Da emboscada, do assalto, do seqüestro - o encontro da classe privilegiada
com a marginália que se espraiava ao longo da cidade sitiada.
Ele subia a
colina, agora mais lentamente, atravessando os campos cultivados. No vale
pastavam bois que pareciam de brinquedo. Feixes de trigo brilhavam ao sol
e a temperatura aumentou.
Debaixo do capacete,
começou a suar e programou uma ligeira brisa.
A vista do alto
era deslumbrante. Pequenos morros que iam se tornando cada vez menores,
até se confundir com o azulado do céu à distância.
O vento entrava pelos seus ouvidos nas frestas entre o pescoço e
o capacete.
Lá fora,
a chuva aumentou de intensidade.
O assaltante
encostou a submetralhadora na nuca do motorista do carro azul metálico.
Sua voz era ríspida.

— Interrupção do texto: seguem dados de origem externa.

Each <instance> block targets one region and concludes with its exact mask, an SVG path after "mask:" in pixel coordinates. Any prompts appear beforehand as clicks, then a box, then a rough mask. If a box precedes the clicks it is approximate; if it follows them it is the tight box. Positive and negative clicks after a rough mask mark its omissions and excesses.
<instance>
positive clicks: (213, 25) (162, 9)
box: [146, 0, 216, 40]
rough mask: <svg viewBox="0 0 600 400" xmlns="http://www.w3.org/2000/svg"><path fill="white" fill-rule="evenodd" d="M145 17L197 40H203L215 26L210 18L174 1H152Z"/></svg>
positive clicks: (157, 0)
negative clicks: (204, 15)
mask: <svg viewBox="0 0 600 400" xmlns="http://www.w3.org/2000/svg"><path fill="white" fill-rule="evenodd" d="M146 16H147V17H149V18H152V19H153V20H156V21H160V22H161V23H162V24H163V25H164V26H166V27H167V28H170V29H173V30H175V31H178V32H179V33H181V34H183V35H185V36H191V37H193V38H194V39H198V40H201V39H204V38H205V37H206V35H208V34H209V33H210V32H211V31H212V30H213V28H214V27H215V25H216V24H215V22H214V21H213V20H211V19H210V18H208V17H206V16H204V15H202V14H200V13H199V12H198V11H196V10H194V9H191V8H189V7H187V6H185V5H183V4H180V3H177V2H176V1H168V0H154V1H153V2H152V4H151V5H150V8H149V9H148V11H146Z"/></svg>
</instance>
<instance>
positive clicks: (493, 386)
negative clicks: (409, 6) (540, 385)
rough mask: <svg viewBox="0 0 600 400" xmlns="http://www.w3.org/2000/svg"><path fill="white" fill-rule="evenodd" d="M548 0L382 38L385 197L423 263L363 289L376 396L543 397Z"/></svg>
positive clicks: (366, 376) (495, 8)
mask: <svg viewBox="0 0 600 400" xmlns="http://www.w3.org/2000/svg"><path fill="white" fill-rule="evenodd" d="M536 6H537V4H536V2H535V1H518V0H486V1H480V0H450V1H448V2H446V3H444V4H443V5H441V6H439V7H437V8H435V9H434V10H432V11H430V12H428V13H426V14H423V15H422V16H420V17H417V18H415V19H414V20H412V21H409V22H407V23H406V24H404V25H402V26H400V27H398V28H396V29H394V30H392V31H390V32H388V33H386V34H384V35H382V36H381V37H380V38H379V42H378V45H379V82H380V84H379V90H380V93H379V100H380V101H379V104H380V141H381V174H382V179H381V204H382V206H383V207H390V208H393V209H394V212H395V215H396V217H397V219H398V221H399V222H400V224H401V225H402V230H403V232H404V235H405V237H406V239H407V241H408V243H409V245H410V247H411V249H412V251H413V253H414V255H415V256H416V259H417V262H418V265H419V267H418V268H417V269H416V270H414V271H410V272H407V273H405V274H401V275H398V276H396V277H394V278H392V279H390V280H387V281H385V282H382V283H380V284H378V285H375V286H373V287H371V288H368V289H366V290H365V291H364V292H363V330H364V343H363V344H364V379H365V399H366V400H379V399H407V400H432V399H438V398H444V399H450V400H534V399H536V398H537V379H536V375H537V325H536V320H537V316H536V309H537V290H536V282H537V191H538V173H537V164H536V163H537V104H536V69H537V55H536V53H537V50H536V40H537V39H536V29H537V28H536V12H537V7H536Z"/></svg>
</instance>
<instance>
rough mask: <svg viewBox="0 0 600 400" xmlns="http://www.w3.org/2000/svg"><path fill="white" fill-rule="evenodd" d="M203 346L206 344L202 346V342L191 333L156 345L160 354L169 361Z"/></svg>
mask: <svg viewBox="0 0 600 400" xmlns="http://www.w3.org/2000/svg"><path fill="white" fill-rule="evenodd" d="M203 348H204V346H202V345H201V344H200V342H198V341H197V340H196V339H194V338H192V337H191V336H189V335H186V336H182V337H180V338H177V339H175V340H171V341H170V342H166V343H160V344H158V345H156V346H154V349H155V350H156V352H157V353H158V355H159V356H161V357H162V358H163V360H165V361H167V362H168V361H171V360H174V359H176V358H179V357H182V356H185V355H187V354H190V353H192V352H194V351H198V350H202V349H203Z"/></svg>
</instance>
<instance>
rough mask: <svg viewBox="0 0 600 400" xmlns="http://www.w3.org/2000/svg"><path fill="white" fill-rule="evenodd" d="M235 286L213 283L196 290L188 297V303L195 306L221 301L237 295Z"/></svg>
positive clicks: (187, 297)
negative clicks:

Ele comandava a barricada, na descida, logo
após a ponte verdadeira.
Pedágio
clandestino, o terror das estradas. Quando avistavam os caminhões
atravessados, impedindo a passagem, alguns tentavam manobras arriscadas,
voltar pela contramão... era suicídio quase certo.
Melhor pagar.
Com o carro,
os códigos dos cartões bancários... os minicomps...
A arma na nuca,
os músculos endurecidos do pescoço... à espera do
impacto que, às vezes, vinha... ninguém sabia do que os periféricos
eram capazes.
De tudo.
Para escapar,
mesmo que por poucos momentos, do jugo da miséria. O poder absoluto,
ainda que só por algumas horas de tensão.
Ver todos aqueles
executivos, nos seus blindados cavalos de aço, estômagos contraídos
e intestinos revoltados, sob a mira da submetralhadora.
Mas ele estava
em RV e apostava.
Começou
a descer a colina.
Agora!!!!.....
Desligou o comando
do computador e manteve a realidade virtual.
A moto fez um
cavalo de pau e embicou para baixo. Os morros, as flores, o céu,
corriam vertiginosamente através do visor do capacete.
Na tela, as
letra vermelhas piscavam:
“Piloto automático
desligado... Piloto automático desligado... Atenção...”
Por entre os
cedros, os vales, o sol brilhante, ele descia cada vez mais rápido.
Comandando a
moto.
Comandando a
vida.
Na Via Expressa,
molhada e escorregadia, as rodas deslizavam perigosamente nas poças
de chuva.
Através
do visor, o caminho saltava e ondulava... os campos corriam, sempre mais
depressa, em direção aos morros azuis...
Até se
espatifarem contra o caminhão atravessado.
Na paisagem
estilhaçada do capacete, os edifícios surgiram entre a fumaça
e o céu nublado.
O sol oscilou...
desapareceu...
e, finalmente,
se fixou.
Para sempre.
Na via azul e verde de sua moto encantada.